One piece of good news is that I will very, very shortly be a part time employee. Yes, one of the very few benefits of working in a tertiary institution is that they feel you not failing your thesis through lack of dedicated time is something they want to be involved in. So very soon Friday will be my research day (note: not my hanging out with friends, going shopping, or sitting in pubs drinking pints day. It is a research day). So hopefully this will make my life a little less stressful, and I will not only have time to blog, but will have time to do things to blog about (Sunday will now be my fun day. Or my sleep until noon day - which ever one takes my fancy on a week by week basis).

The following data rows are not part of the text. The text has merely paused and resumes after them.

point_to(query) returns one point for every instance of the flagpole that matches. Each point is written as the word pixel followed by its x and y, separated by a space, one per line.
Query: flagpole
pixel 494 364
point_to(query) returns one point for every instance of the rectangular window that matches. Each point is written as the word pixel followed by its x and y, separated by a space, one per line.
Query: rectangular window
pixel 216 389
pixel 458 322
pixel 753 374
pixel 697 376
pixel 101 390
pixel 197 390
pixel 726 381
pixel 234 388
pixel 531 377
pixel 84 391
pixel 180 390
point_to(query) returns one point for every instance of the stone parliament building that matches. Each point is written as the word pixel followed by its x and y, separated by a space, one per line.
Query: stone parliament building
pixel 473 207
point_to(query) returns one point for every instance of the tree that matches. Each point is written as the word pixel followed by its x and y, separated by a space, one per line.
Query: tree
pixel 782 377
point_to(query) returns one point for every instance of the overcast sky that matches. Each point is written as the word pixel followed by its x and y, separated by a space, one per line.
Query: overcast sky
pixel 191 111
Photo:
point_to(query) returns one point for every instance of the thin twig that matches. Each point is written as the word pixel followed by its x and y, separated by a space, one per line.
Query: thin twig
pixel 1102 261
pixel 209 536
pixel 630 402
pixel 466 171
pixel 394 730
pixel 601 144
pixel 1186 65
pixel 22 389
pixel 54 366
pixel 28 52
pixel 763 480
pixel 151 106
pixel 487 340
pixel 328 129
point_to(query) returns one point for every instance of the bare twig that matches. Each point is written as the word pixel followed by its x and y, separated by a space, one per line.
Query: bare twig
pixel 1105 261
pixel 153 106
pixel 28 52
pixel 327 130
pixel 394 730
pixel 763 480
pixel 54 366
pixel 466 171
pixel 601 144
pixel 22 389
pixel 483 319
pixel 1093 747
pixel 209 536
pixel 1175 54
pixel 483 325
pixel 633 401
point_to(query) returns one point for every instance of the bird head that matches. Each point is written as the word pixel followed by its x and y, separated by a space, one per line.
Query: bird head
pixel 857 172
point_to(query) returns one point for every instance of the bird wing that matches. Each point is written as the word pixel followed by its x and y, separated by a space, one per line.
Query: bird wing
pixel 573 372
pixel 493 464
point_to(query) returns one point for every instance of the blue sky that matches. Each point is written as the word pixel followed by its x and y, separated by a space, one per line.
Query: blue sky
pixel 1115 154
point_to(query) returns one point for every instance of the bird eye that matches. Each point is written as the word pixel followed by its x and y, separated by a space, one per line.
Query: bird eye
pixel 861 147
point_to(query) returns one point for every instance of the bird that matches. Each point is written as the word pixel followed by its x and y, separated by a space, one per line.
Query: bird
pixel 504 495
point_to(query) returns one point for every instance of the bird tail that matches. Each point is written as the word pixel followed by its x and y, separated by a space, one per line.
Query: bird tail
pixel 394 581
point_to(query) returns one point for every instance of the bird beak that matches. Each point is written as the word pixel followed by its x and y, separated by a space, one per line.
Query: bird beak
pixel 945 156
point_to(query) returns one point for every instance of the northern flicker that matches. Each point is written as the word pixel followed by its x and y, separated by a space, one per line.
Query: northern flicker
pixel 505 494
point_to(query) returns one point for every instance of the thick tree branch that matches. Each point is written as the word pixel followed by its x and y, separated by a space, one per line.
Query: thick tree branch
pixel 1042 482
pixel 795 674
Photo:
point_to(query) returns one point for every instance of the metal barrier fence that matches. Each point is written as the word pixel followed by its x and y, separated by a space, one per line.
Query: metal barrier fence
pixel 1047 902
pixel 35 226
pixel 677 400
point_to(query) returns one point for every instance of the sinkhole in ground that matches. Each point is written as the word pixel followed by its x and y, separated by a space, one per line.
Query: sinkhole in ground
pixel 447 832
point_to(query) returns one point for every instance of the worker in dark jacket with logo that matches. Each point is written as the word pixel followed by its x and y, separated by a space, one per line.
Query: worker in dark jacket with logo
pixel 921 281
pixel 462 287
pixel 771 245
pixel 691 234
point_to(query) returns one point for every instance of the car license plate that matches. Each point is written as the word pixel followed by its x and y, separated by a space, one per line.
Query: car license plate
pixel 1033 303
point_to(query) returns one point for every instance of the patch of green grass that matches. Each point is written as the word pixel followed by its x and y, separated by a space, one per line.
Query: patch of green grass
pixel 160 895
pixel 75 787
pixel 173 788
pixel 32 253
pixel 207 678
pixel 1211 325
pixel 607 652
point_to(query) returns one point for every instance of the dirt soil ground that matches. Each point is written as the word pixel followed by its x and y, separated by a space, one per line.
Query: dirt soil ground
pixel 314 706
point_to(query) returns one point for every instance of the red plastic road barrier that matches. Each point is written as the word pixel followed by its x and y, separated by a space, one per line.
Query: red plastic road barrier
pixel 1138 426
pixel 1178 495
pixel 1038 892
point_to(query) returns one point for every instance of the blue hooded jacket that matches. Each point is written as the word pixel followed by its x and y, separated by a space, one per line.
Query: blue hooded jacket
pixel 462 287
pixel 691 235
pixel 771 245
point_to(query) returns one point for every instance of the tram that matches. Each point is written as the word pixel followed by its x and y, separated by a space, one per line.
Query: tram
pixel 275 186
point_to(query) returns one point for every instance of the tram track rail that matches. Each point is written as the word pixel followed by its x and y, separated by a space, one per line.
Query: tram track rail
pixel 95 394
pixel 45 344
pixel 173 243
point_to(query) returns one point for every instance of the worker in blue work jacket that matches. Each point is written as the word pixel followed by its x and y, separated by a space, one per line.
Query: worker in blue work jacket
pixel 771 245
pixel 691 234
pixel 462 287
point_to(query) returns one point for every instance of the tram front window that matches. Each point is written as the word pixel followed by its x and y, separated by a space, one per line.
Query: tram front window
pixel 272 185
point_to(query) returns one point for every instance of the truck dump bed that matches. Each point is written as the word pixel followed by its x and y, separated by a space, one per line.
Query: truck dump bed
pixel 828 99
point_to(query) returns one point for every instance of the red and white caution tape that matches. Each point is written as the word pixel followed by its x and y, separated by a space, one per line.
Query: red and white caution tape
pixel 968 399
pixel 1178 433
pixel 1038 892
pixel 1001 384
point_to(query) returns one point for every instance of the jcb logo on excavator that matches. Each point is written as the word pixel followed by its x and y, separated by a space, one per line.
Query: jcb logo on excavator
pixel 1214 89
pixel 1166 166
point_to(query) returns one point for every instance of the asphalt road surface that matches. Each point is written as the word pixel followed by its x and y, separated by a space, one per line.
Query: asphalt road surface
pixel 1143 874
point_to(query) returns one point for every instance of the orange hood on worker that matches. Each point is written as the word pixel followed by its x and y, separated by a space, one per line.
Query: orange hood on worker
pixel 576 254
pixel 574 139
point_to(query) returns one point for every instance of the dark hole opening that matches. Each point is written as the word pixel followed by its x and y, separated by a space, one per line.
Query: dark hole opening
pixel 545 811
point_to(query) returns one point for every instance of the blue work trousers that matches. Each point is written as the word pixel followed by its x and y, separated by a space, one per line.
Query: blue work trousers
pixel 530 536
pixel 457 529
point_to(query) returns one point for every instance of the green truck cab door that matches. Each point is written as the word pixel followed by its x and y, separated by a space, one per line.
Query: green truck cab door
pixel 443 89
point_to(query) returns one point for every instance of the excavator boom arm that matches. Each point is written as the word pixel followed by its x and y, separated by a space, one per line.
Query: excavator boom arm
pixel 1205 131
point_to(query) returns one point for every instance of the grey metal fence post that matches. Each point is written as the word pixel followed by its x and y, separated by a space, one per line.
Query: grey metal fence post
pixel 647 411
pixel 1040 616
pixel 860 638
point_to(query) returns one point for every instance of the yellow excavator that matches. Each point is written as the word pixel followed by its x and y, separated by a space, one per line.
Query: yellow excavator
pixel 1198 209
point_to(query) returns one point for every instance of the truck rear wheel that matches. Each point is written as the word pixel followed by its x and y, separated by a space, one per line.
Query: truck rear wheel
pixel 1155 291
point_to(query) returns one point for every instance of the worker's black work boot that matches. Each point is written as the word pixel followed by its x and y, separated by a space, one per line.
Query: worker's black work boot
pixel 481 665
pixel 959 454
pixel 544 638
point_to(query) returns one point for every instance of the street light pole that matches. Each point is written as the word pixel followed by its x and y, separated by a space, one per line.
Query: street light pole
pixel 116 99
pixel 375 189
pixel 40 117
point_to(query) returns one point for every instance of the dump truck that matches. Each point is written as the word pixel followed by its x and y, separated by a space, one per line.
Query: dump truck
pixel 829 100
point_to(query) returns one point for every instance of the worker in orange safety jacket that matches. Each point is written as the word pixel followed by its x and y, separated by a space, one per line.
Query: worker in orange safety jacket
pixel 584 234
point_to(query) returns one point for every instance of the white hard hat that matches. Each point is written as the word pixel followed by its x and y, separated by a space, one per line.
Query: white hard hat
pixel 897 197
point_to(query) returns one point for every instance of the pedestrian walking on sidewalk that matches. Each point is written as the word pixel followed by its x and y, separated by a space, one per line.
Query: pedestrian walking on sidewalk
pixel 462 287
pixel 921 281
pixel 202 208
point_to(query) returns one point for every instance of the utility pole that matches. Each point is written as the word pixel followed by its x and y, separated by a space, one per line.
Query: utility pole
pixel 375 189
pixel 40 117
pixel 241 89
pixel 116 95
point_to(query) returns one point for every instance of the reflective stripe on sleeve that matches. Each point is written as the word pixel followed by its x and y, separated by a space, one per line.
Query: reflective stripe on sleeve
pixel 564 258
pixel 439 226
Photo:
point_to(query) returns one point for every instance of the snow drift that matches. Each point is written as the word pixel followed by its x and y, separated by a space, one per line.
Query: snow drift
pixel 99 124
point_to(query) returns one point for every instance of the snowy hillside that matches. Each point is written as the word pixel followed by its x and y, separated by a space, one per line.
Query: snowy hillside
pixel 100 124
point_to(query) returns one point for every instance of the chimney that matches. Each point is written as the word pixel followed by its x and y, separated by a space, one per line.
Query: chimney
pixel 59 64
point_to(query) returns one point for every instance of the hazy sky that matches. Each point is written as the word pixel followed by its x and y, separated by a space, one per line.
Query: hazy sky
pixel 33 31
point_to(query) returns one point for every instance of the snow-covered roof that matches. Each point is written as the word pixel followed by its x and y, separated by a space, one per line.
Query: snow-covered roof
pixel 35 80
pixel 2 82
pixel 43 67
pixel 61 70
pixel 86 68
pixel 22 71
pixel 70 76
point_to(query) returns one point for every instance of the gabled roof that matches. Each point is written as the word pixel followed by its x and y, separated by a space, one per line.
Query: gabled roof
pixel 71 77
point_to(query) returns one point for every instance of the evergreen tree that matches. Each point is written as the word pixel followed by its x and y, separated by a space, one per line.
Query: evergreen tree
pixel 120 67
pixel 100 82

But for this post, I need to vent. Part of my job is supervision. This means approving leave, making sure that pays are run correctly, setting broad directions for the team I supervise, and telling them off when they've fucked up. If I did the last bit properly, it would basically be all I do. And as some of the other pressures at work have lessened off, I'm trying to be a better supervisor, so I got each member of my bedraggled team in and had an informal 'chat' with each of them.
One of the things about working where I do is that if I want to do a certain level of work - and I do - supervision is something that is very hard to avoid. And I don't like it, and I'm not very good at it. Why can't everyone just get on with it and do things properly so that I can concentrate on the bits of my job I like. Yes, despite what you may have gleaned from these ramblings, there are bits of my job that I do like.
On the whole these went better than I thought. I was able to tell people that I wasn't happy with their work in a nice, constructive way. Started each conversation with some good things, before I went to the bad (never sure which is the right way to do this, ie to start or finish with the bad). Even my bĂȘte noire took things well, and she was the one I had to tell off in no uncertain terms for stupid, stupid behaviour.
And then the email arrives (on her day off), saying things like 'I know what I did was wrong, but so-and-so is much worse', and 'I haven't complained about it before by Miss X does this, that and the next thing', and 'I have never liked Jo Bloggs'. etc.
sigh
sometimes people make things so hard.
Do you supervise this sort of behaviour? If so, I would love advice.
If you own a cross bow, I would love to borrow it.
On the upside, it's getting cold and frosty. This means one thing: polenta. Sometimes when the chips are down, a big bowl of creamy, cheesy cornmeal topped with roasted tomatoes and field mushrooms stuffed with garlic and butter can make everything better again.
*apologies for the split infinitive
2 comments:
I still check in from time to time, and hadn't even realised it'd been that long between your blog posts!
I suggest short term contracts or 'employee boot camp', you being the drill sargeant, when crap like this happens. Still on a learning curve myself as a 1st time supervisor...
I don't own a crossbow, but I do have a number of cricket bats that can do the same job with a much more satisfying crunch.